10 Questions with iOS and Robotics Software Engineer Kamilah Taylor
Kamilah Taylor is a senior software engineer, writer, and public speaker. She has worked in iOS and robotics at LinkedIn, Wolfram Research, and at the University of Illinois, Urbana-Champaign. Kamilah is currently working on an app that aims to foster thoughtful conversation online while reducing polarization and toxicity.
When did you know that you wanted to work in tech?
I first started to consider a career in tech during high school, when I took a robotics class. I remember loving that I could see the physical result of my program. My robotics teacher was one of those teachers that encouraged me to be confident and chose me, alongside two other students, to represent our school at a competition that was being held at Georgia Tech.
The next year, I took AP Computer Science, and while I loved the content, I had a hard time with some of the guys in the class. I almost decided against computer science as a major in college based on that experience.
“My robotics teacher was one of those teachers that encouraged me to be confident.”
Who is a role model that you look up to?
I had a huge fascination with Ada Lovelace when I was younger, not only because she was the first computer programmer and a badass in her own right, but because she was one of the few women we learned about in a math or science class.
Where is your hometown?
I was born in Kingston, Jamaica, but I kind of have multiple hometowns. I moved to the suburbs of Atlanta, Georgia when I was ten years old and went to middle school and high school there. Then, to the surprise of a lot of my friends and family, I moved back to Jamaica and went to college there. After that, I moved to Urbana-Champaign, Illinois for graduate school. Moving has been a constant theme in my life.
What is a struggle that you’ve faced and how did you handle it?
I had some challenges getting the schools that I attended in Georgia to let me into the more advanced classes, but those were, for the most part, external struggles. I didn’t have massive struggles with school until I started pursuing my Ph.D. I ended up dropping out of the Ph.D. program in my third year. That experience is one that I’m still processing — learning how to move past failure and learn from the experience is probably the most important lesson that I could have learned in my twenties.

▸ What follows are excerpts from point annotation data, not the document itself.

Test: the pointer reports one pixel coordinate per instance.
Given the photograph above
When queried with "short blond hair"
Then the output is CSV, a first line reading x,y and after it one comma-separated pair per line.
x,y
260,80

“I ended up dropping out of the PhD program in my third year. That experience is one that I’m still processing.”
What is something that you are immensely proud of?
It’s related to my Ph.D. as well. I’m proud that I figured out how to move on and grow from my failure. That moment when I realized that this was the path I needed to go down for myself, I felt like I’d hit rock bottom. I was crashing on my friend’s sofa, and then I lost two friends in the following months to suicide and cancer.
Now, I look at my life in 2018, and there’s no way that I would have accomplished the things I have, made the friends that I have, and been able to help my family along the way if I’d stayed in the Ph.D. program. It’s a good reminder that it’s okay if I fail — I’ve failed before, survived, and thrived.
What’s something that’s been on your mind a lot lately?
I think a lot about how we treat junior developers in this industry — both in terms of letting them in, and how we treat them once they’re here.
Oxtail with rice (Jamaican style), or anything Italian, or anything chocolate (as long as there’s no coconut). Yes, I like my food.
This is like Sophie’s Choice. How about my top three? Harry Potter (yes the whole series, so I’m kind of cheating), Pride & Prejudice, and Year of Yes.
If you could try another job for a day, what would it be?
Something that has some hardcore physics, like working at CERN or NASA. Physics feels to me like that love that got away. Perhaps that’ll be my next career!
If you could give your 18-year-old self a piece of advice, what would it be?
Don’t worry about being labeled bossy. Stand up for yourself in all aspects of your life.